É para mim uma honra, uma alegria e uma responsabilidade “amadrinhar” o novo doutor, se me permitem este neologismo, figura de estilo tão habitual nos textos do nosso homenageado. A responsabilidade é muito grande e ia aumentando à medida que as minhas leituras me iam embrenhando no seu pensamento complexo, embora enroupado numa linguagem clara e atraente.
Na minha apresentação podia quedar-me pela leitura analítico-interpretativa do seu vasto currículo. Preferi uma abordagem mais pessoalista, relacionando o registado no papel com o que a minha memória recorda dos contactos (infelizmente poucos) que com ele já tive. Assim, gostaria de a todos convidar a descobrirem comigo a pessoa de Onésimo, em primeira mão a partir da sala de estar da sua casa, pois tenho para mim que o modo como organizamos o nosso espaço habitacional diz muito da pessoa que nós somos.
Sala ampla, aberta ao jardim, cheia de luz e harmoniosamente decorada, onde não falta a cultura expressa em quadros, em livros e em discos ou CDs nem as fotografias com que o exímio fotógrafo regista pessoas, momentos e lugares. As plantas do interior trazem para dentro de casa um pouco do seu jardim, os sofás convidam a uma boa e prolongada conversa. Uma pessoa sente-se lá muito bem e qualquer um que chegue tem sempre lugar.
Neste espaço habita o irrequieto Onésimo Almeida, o homem de cultura, o leitor compulsivo, o escritor, o conversador inveterado, o comunicador atraente, o humorista.

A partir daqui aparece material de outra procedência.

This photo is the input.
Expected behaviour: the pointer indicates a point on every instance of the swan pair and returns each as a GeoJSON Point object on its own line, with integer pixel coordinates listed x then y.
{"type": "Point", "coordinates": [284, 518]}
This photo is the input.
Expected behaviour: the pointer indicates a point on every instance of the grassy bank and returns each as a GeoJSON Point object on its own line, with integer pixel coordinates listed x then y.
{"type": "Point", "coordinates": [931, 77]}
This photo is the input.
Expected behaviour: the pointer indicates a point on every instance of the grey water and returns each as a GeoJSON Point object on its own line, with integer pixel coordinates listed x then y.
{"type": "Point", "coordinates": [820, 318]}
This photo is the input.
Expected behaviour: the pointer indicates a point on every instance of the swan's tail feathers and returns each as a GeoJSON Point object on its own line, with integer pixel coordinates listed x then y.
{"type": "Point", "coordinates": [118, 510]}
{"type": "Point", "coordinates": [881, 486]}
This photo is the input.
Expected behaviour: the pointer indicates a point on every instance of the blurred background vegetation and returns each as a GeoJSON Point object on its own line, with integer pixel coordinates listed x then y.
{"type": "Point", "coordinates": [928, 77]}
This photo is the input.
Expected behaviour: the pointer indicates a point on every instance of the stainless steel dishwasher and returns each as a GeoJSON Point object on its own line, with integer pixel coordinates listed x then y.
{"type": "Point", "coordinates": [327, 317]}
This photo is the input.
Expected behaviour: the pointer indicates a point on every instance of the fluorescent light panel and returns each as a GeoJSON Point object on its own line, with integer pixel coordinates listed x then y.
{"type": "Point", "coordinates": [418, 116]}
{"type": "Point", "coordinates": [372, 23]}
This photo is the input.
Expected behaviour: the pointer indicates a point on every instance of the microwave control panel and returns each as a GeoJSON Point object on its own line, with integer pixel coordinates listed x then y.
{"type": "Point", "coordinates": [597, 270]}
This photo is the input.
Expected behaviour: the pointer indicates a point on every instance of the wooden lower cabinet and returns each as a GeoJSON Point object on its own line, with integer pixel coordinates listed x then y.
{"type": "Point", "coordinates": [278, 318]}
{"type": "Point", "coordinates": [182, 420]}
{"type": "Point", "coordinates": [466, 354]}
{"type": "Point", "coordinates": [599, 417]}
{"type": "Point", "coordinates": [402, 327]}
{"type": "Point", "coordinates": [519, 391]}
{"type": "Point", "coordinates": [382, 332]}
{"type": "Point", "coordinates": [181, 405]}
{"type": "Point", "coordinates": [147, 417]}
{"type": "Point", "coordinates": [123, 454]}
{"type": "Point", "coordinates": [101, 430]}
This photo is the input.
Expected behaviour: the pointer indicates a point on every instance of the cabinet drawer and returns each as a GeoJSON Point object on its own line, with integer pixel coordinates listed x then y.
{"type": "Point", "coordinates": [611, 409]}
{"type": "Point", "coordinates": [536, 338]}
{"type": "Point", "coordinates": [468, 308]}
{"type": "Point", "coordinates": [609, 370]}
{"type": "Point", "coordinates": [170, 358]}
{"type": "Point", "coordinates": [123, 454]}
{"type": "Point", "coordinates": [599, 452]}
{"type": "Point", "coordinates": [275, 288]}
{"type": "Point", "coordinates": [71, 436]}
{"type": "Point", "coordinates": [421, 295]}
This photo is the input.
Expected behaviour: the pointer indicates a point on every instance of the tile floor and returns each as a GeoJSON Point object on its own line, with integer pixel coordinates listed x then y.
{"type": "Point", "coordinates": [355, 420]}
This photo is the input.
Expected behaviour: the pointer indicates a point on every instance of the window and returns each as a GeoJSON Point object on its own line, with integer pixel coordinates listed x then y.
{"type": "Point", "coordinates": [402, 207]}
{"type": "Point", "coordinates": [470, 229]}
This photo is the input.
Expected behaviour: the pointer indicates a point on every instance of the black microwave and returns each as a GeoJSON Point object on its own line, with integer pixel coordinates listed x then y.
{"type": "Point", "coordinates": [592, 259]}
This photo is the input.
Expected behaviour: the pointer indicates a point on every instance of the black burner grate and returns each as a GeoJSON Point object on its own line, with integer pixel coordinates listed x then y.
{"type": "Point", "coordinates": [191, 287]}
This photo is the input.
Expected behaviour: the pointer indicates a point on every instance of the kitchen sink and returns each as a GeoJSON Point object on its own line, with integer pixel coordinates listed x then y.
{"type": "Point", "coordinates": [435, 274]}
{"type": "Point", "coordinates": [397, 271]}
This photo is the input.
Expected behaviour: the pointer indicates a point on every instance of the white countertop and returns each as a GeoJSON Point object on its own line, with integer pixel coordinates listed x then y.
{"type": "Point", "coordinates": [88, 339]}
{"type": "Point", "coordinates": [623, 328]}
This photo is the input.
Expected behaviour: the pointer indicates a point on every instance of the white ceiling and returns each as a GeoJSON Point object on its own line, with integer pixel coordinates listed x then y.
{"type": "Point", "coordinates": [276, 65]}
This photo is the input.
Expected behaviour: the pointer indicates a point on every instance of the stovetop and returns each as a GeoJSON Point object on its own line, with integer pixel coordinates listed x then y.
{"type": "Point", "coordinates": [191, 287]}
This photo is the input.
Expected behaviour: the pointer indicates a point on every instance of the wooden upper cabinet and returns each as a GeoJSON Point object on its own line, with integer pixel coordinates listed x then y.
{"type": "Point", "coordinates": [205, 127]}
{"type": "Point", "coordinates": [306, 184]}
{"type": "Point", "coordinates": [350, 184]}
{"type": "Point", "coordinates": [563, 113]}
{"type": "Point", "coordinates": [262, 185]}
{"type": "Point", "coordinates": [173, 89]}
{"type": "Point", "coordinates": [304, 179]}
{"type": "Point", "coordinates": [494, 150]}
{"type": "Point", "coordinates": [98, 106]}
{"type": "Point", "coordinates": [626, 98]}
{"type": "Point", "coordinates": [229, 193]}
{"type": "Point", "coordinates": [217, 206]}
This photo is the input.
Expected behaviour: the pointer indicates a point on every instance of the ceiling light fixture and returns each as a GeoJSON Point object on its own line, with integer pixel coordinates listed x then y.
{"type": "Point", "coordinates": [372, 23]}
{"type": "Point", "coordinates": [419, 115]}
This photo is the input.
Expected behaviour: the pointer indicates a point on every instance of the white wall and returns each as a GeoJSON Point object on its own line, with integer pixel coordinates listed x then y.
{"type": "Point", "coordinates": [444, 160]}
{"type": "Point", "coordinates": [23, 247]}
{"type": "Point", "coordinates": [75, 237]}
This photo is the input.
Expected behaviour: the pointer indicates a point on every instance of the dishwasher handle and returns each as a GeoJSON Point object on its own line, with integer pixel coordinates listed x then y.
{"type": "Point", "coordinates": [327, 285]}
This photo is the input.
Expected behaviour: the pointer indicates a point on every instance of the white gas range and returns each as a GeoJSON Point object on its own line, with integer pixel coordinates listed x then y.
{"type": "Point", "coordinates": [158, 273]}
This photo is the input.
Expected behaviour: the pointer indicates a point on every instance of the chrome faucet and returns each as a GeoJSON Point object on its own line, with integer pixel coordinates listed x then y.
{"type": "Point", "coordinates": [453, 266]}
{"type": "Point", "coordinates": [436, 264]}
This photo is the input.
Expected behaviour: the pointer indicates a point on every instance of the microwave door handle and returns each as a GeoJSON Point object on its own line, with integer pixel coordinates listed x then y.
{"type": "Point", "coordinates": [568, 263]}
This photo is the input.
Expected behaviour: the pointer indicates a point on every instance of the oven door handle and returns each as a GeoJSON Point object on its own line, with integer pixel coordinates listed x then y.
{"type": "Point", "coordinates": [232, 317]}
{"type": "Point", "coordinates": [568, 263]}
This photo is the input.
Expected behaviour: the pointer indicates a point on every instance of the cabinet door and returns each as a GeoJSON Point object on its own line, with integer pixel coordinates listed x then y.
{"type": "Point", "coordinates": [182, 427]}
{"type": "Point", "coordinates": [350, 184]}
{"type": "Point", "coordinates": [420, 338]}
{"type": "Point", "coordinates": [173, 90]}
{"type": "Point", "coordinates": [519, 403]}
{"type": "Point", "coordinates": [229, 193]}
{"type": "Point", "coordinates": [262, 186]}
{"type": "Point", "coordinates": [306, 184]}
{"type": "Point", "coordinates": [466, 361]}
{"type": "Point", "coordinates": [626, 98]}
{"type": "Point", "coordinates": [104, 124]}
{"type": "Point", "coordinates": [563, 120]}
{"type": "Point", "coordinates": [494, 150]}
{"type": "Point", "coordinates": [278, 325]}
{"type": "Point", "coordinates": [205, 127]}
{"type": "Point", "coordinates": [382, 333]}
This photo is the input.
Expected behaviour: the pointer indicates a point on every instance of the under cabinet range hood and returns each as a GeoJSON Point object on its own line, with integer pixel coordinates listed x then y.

É lá que recebe os amigos e conversa. E como sabe conversar! A sua capacidade de comunicação e os temas de conversa que nos traz são contagiantes. Dotado de um poder de palavra extraordinário, uma memória privilegiada, uma arguta capacidade de observar e de analisar criticamente, é bom estar com Onésimo.
O poder da sua palavra encanta não apenas quando interage face a face. O mesmo acontece na escrita, uma escrita que frequentemente assume características do que eu me atreveria a chamar de videográfica. Resolvi trazer um exemplo e peço-vos que tentem imaginar a cena em vídeo. Vou dar-lhe a voz: “observe-se como um grupo de patrícios organiza algo tão simples como um passeio de grupo em dois ou três carros. Multiplicam-se as opiniões, expressas ao mesmo tempo, e em tom de voz alto para ser ouvido no meio do barulho dos outros. Cada um achando que a sua sugestão sobre o trajecto será a melhor. Depois, o combinado entre todos acaba de um momento para o outro por ser completamente alterado ao menor pretexto e as combinações iniciais vão-se todas por água ao baixo. De um momento para o outro, está-se de novo na estaca zero”.
Numa escrita circunstanciada, transparente e estimulante, plena dos tais criativos neologismos e inesperados jogos semânticos, o autor retrata-nos o quotidiano trivial em centenas de crónicas, ao mesmo tempo que, como pensador, “denuncia as grandes questões que subjazem à espuma dos dias”. Impossível separar o cronista do pensador.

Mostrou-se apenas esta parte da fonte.